CustomBangSearch
CustomBangSearch copied to clipboard
Import DuckDuckGo Bangs / Presets
Would it be possible for the extension to have a bangs preset feature that allows us to easily select for instance DuckDuckGo's bangs automatically without having to add them manually?
Are there any problems with using these files / links to allow updating the presets by pulling them from DuckDuckGo directly? https://duckduckgo.com/bv2.js https://duckduckgo.com/bang.v260.js
If there aren't any problems with this, I'd be happy to work on a PR for this.
Uh, this looks really nice and helpful! I did a quick search, but couldn't find anything concerning the license or terms of use concerning these files. I could imagine that one is not allowed to use these files/mappings...
Where did you find the links to those files?
I found this link while searching for a list of !bangs. After finding that, I went to the DuckDuckGo website to see where it was getting the file from and found the additional file which references the version number.
This Firefox extension (Bangs for Google) downloads this file: https://duckduckgo.com/bang.js which looks identical and uses that, so it appears to be okay.
Should I proceed with adding this?
Those could be transformed (and filtered for relevance) with this jq query. However, I can import, but not save them.

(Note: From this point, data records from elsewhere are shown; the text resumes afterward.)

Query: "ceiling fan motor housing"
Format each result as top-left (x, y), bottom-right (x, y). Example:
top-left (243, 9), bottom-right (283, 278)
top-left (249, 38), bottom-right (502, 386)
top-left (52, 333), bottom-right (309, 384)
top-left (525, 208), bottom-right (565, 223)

The first part filters the array for relevance to get less entries and constructs again an array, the second part transformes it into the format that can be imported
jq '[.[] | select(.r > 200) ]|reduce .[] as $i ({}; .[$i.t] = {"id": $i.t,"url": $i.u,"pos": $i.r}) ' > result.json
edit: sorted version:
cat bang.js | jq '[[.[] | select(.r > 100) ]| sort_by(.r) | reverse | to_entries[] | .value.r=.key | .value ]|reduce .[] as $i ({}; .[$i.t] = {"id": $i.t,"url": $i.u,"pos": $i.r}) ' |sed 's/{{{s}}}/%s/g' > result.json
(select highest hundred by r, sort by r, highest first, decompose with index, replace r with the index of the element, transform, replace parameter string) Still doesn't work. Can I see the error somewhere?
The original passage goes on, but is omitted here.